El segundo viernes de mayo fui a la feria del libro. Es uno de los eventos más tradicionales en mi calendario, intento ir todos los años como cuando era nena. Mango me contó que se mudó, es cerca mío: por primera vez tengo un colectivo directo. Pasé con el 34 por las avenidas donde hoy él vive. En el momento en que frenó el colectivo esperé que se suba al mismo como un acto obvio, cantado. Analicé a todas las personas mientras subían convencida de que iba a reconocer su corte al costado y sus ojos desganados; que aparecería aunque sea cruzando la calle, enfrente, por Juan B Justo o por Paysandú, pero que esté. Sentí que lo iba a encontrar, que él estaba esperándome a que baje y suba al ramal de Ciudad Universitaria porque el colectivo al que me subí yo iba a Aeroparque.
Me desesperé mucho cuando avanzó el bondi. Avanzó sin él, no lo levantó, Mango no estaba en ese 34, y no supe por qué si pasé por sus calles. No sé por qué no lo ví, si él siempre estuvo ahí y tenía que estar ahí. Siempre me cuidó entre la multitud, siempre lo tuve en cuenta, siempre fuimos familia. Mango siempre fue mi compañero, mi mejor amigo, por encima de cualquier ideal.
Quizás fue la amistad donde más entendimos que por encima de la ausencia o el desencuentro el afecto era intrínseco, tangible, moldeable. No se si Mango lo sentirá así. Creo que a día de hoy es la única persona que no puedo olvidar haber querido porque no lo puedo dejar de querer: no tengo la espalda para olvidarlo. Tampoco concibo una razón justa para hacerlo: no supe enemistarme con él.
Tironeé con todos nuestros amigos hasta que me rendí. Con él me duele rendirme: él siempre tironeó junto a mí, recolentando infortunios y malas pasadas, pero siempre tironeó, nunca se mantuvo al márgen. Él siempre nos cuidó, nos unió, nos quiso ver contentos por sobre su propio descontento. Varias veces se le notó.
Yo sé que el sol le huye. Sé que él tiene razones para guardar rencor.
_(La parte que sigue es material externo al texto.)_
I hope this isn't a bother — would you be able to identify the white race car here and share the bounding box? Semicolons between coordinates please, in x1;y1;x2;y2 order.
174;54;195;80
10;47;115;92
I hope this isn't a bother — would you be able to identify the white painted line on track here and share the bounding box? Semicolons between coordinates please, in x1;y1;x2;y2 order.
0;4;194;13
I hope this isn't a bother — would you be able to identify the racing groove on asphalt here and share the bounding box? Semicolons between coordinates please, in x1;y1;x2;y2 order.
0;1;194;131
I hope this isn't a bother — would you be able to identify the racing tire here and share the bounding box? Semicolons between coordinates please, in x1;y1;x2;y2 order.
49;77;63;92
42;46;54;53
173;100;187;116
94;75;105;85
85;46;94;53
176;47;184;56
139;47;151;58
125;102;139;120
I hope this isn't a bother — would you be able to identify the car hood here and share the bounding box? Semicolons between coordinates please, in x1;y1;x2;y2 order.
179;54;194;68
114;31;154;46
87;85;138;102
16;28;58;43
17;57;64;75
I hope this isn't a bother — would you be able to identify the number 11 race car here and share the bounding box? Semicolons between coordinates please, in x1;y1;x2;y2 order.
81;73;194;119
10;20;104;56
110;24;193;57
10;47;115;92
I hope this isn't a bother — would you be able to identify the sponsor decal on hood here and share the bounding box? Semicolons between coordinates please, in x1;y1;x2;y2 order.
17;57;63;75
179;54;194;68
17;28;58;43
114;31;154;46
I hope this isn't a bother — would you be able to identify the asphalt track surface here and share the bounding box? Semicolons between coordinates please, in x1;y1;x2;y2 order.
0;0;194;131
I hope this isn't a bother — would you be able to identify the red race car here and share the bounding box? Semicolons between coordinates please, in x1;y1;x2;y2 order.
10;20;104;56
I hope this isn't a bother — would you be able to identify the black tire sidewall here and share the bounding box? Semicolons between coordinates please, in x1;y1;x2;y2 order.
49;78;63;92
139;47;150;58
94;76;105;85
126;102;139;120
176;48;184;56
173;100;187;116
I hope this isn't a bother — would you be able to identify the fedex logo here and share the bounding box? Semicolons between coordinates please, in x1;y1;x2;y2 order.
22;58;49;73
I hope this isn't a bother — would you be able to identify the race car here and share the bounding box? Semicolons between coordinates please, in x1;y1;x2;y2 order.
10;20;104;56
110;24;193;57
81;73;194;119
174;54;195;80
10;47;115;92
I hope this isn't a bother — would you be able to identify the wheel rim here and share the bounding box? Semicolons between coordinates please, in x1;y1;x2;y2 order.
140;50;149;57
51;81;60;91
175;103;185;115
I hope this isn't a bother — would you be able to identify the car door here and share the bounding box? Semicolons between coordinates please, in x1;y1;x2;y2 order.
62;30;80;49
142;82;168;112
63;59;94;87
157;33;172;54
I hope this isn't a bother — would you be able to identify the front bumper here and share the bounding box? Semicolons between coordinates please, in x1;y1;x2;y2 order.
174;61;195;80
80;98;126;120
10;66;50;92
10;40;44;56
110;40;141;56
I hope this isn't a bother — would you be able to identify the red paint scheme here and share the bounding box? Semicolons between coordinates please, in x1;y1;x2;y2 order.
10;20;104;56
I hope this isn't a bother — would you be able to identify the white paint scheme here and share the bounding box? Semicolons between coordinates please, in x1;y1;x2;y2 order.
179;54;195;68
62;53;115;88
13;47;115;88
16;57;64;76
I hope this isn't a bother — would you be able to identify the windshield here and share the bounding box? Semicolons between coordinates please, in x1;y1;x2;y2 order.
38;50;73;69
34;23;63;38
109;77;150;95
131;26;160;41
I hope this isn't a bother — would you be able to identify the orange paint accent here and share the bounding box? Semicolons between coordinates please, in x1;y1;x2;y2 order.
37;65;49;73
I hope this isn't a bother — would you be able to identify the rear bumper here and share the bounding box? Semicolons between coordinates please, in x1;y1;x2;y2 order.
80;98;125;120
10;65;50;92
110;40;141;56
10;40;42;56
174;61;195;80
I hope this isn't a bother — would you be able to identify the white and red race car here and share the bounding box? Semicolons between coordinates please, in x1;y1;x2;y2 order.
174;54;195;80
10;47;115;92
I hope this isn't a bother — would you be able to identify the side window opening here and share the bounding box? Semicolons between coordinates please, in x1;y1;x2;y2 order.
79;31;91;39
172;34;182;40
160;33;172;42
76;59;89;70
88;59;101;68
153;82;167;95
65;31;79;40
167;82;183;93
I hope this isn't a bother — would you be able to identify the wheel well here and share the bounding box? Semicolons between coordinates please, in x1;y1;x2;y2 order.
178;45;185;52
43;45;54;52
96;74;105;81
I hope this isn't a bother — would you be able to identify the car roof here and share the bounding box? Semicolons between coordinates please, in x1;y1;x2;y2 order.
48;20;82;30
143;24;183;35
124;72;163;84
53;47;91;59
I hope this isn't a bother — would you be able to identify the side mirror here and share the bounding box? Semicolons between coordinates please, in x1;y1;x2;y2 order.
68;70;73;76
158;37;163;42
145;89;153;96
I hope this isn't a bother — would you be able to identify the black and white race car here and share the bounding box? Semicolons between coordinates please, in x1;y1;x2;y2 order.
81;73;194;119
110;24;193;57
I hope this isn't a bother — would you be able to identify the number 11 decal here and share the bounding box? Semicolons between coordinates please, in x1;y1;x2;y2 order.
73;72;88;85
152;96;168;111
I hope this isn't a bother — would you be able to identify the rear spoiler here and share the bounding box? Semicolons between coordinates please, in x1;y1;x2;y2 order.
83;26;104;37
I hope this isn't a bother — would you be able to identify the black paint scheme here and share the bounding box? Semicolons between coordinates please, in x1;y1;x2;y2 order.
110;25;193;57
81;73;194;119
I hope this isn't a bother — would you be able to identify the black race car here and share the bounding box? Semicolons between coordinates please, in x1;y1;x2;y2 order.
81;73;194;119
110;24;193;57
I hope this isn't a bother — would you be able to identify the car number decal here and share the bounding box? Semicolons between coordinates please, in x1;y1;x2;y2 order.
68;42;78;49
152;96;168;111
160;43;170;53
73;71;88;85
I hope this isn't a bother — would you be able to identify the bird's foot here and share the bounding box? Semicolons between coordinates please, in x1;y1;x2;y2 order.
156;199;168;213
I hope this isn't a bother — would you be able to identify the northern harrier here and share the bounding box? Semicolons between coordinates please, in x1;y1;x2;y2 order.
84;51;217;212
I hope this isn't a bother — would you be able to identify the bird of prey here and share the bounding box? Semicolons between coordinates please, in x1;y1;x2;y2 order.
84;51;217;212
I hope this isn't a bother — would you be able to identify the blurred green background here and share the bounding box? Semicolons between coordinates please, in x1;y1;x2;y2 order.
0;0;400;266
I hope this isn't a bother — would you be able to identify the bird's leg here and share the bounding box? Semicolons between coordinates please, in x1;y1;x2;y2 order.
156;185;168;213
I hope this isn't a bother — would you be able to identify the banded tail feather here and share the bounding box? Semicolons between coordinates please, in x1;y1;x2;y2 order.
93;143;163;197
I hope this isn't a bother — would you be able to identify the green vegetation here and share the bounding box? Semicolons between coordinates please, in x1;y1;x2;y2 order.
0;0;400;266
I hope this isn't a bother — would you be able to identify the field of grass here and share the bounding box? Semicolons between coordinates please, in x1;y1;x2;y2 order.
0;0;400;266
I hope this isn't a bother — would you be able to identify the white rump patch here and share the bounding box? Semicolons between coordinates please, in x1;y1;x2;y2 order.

Sé que le pesan los latidos, la esperanza ausente, el consuelo inalcanzable. Me resulta desagradecido darle la espalda. Mango fue la única persona con la que canté, con la que me sentí protegida. Una vez casi me pisan en la bicisenda de la calle Montevideo, y él estaba atrás. Me reí, no tuve miedo; fue inesperado pero él se asustó, yo no. También fuimos a ver a Hozier juntos y él me abrazó fuerte cuando lloré con Cherry Wine. Me salvó las papas actuando en mi primer cortometraje de la escuela, que tanto me emocionaba y tan mal funcionó.
Después de no encontrarlo lloré en el colectivo. Me senté junto a la ventana y ví a muchas personas parecidas a él. Ninguna era él. Llegué a La Rural y le lloré a la luna. Es difícil estar sola.